Well, I have to say that for as much as the internet is supposed to be a place of news, information, knowledge, communication, and a place to connect…I’m a bit disappointed. In two weeks time, no one had anything to say about my last post. So, I guess I was wrong; you do just want to hear me rant and rave. I guess I won’t disappoint you further.
In a post entitled A help for struggling worship leaders, I mentioned that a worship blogger was working on a book, and that he asked worship leaders to give him input on their “greatest challenges”. One comment on that blog was, “…is there a way to determine if people actually worshiped rather than were entertained? My goal is to point them to Christ and help enter into God’s presence, but how do we know if we have been successful?” I alluded that the answer to this question is found in your Philosophy of Worship. Let’s jump in from there.
It sounds really complicated and scary when you talk about developing a Philosophy of worship. Let’s face it, so many of us are wondering about what to do, where to go, who to talk to for today; and then we worry about our future and how we can walk in God’s perfect will for our lives, and how to build the Kingdom, and if we’re growing closer to Him or not… Do we really have time to stop and think about, to sit down and “develop” a philosophy of worship? Hasn’t someone written a book on that and given me all the answers, Cliff Notes style, so I can read/memorize them once and move on to the next thing?
In a way, yes; the answers are found in the Bible. But are they cut and dry, the um-teen steps to a perfect worship experience? No. You have to be willing to go in and get them, test them, find out if you’re right, and apply them all by yourself. I don’t think it’s because thinks that we loved high school so much we’re going to be in a sort of religious education program for the whole of our lives; it’s because He wants us to know Him deeper, more fully, and more clearly every day. But that doesn’t really answer our fellow blogger’s question, does it?
We mentioned in the previous post that our Philosophy will automatically begin to narrow down our song options. Another result of developing a Philosophy will be the determination of a sort of “litmus test” in worship. This test is two-fold:
In your Philosophy, after defining what worship is, you should be able to come to a conclusion of what its purpose is. Worship doesn’t exist just to fill time or fill space or give us something to do. It’s not television, it’s a spiritual experience, a supernatural encounter between you and the one true, living God.
God didn’t create anything to just fill space. Take a look at Creation itself. The natural sciences tell us that everything works together. There is a food chain, natural ecological systems, natural checks and balances, and countless natural systems that help the earth rejuvenate and replenish its resources. Surely worship, itself created, ordained, delivered, and described by God Himself, has a purpose.

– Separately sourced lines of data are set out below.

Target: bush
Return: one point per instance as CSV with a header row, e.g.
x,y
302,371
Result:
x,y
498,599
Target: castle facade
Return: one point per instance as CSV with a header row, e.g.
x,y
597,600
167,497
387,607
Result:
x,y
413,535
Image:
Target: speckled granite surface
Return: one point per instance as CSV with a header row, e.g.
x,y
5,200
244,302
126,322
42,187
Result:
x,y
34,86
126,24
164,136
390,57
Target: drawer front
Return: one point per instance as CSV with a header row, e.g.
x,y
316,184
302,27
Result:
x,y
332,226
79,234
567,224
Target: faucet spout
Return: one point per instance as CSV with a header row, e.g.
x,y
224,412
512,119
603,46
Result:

And once you have a purpose for worship, you’re giving it meaning. Suddenly it transforms from something rote, automatic, or unworthy of your participation, into a necessary and vital element in your relationship with God. Giving it purpose helps us delineate its distinctives, elements that tell you whether or not you are accomplishing that purpose. This is the first part of that litmus test.
Once you have a purpose, you have an end result, a destination of where your worship takes you. I’ll be posting a short form of my own Philosophy of Worship from my book Worship Theory. In that Philosophy you find that the destination is a “holy of holies” type of experience. My end result, my completion, the determination of whether or not I was successful comes from whether or not that experience is fulfilled.
There is one other element we must keep in mind. When it comes to determining whether or not we entertained or actually led people into God’s presence in worship, we can only honestly speak for ourselves. And that is part of the difficulty in worship leading.
But we must remember that we are not called into the church only to show up, lead worship, and go home. We are part of a body. As we draw closer to members of the body, we learn how they react to God in worship, and so we are better qualified to judge from the platform how our worship is being received. We can then answer the question, “Am I just up here for a worship concert, or am I actually leading worship?”